How A Special Ed Teacher's Simple Idea Is Making A Big Difference

These students get an A+.

Here's proof that an idea doesn't have to be complicated to go a long way. Just ask special education teacher Sadie Guthrie.

A video from SoulPancake puts the spotlight on Guthrie, a special education teacher at Lawton Alternative School in San Francisco, for its Class Act series, which highlights inspiring teachers. Using a cart to sell coffee and pastries, Guthrie helps her students learn real world skills.

The video shows footage of the students asking teachers for orders and picking up treats at a local bakery as they get lessons about transportation skills and social interactions along the way.

"We’re now out in the actual community, showing people really what we’re capable of," Guthrie said.

It's clear Guthrie cares about her students, especially when she becomes emotional while talking about them.
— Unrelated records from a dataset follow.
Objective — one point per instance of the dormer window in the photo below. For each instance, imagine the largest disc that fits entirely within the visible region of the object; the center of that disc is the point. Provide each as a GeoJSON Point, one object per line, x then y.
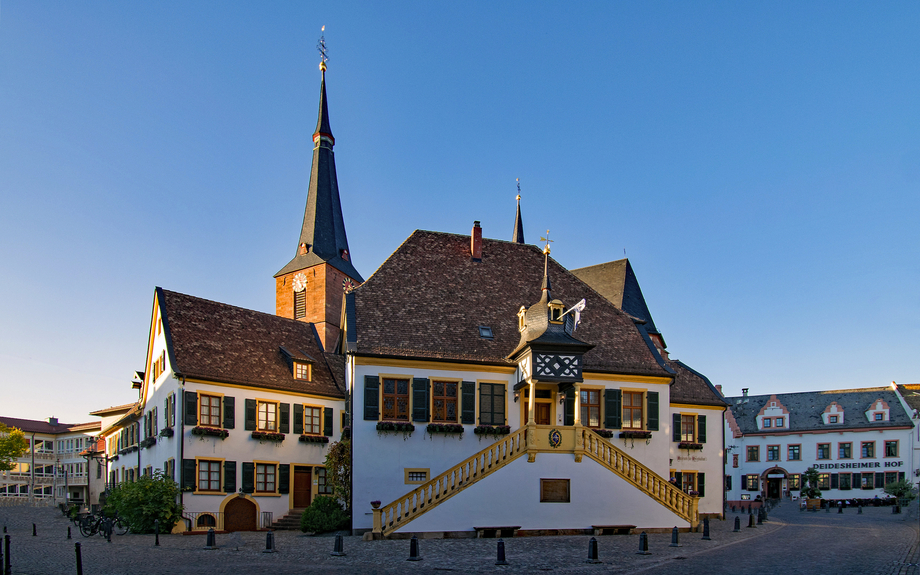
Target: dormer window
{"type": "Point", "coordinates": [301, 371]}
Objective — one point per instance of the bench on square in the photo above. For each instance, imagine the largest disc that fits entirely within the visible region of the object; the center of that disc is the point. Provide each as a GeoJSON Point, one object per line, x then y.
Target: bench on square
{"type": "Point", "coordinates": [613, 529]}
{"type": "Point", "coordinates": [493, 532]}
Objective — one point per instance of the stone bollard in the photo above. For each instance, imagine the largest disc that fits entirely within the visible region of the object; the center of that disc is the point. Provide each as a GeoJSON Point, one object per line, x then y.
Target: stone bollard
{"type": "Point", "coordinates": [643, 544]}
{"type": "Point", "coordinates": [413, 549]}
{"type": "Point", "coordinates": [269, 542]}
{"type": "Point", "coordinates": [210, 542]}
{"type": "Point", "coordinates": [592, 552]}
{"type": "Point", "coordinates": [500, 553]}
{"type": "Point", "coordinates": [338, 549]}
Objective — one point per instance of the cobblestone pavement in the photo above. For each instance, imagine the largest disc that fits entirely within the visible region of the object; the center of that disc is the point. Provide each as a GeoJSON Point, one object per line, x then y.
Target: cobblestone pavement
{"type": "Point", "coordinates": [790, 542]}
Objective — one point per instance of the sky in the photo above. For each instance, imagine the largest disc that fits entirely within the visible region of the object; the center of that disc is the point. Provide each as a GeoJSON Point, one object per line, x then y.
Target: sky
{"type": "Point", "coordinates": [758, 163]}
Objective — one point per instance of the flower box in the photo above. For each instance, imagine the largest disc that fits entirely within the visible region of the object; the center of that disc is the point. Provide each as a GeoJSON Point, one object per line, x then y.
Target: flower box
{"type": "Point", "coordinates": [267, 436]}
{"type": "Point", "coordinates": [210, 431]}
{"type": "Point", "coordinates": [492, 430]}
{"type": "Point", "coordinates": [313, 439]}
{"type": "Point", "coordinates": [444, 428]}
{"type": "Point", "coordinates": [403, 426]}
{"type": "Point", "coordinates": [635, 435]}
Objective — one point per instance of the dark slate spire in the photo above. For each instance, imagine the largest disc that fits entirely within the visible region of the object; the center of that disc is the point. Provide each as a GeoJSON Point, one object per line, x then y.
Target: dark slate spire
{"type": "Point", "coordinates": [322, 238]}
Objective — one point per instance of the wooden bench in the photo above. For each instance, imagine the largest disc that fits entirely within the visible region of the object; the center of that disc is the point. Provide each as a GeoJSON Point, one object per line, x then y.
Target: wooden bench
{"type": "Point", "coordinates": [493, 532]}
{"type": "Point", "coordinates": [613, 529]}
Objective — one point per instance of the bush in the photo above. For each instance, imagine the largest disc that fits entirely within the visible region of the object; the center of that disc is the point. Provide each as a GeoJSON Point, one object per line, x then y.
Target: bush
{"type": "Point", "coordinates": [324, 514]}
{"type": "Point", "coordinates": [148, 498]}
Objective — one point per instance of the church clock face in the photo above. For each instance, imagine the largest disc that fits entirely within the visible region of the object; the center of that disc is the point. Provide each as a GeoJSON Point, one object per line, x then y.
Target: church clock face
{"type": "Point", "coordinates": [300, 282]}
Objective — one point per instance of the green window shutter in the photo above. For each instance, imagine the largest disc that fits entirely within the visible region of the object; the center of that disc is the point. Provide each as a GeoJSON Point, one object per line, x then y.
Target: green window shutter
{"type": "Point", "coordinates": [613, 409]}
{"type": "Point", "coordinates": [327, 421]}
{"type": "Point", "coordinates": [485, 404]}
{"type": "Point", "coordinates": [298, 419]}
{"type": "Point", "coordinates": [284, 478]}
{"type": "Point", "coordinates": [420, 399]}
{"type": "Point", "coordinates": [189, 468]}
{"type": "Point", "coordinates": [191, 408]}
{"type": "Point", "coordinates": [229, 476]}
{"type": "Point", "coordinates": [250, 422]}
{"type": "Point", "coordinates": [569, 417]}
{"type": "Point", "coordinates": [229, 412]}
{"type": "Point", "coordinates": [651, 400]}
{"type": "Point", "coordinates": [371, 397]}
{"type": "Point", "coordinates": [285, 426]}
{"type": "Point", "coordinates": [248, 479]}
{"type": "Point", "coordinates": [468, 402]}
She stresses that the focus should be less on their challenges and more on their abilities.

"It’s less about what are you struggling with, it’s more about how awesome can you be," she said.

Gina Ferrante, the school's principal, added that Guthrie's coffee cart idea could easily be modeled at other schools and be as impactful as it has been at Lawton.

"Any school in this country could take this example to help transform their own school community, to make sure that every child feels accepted, that every child feels that they belong, that they have a place," she said.

We know one teacher at Ferrante's school who definitely deserves a spot on the honor roll.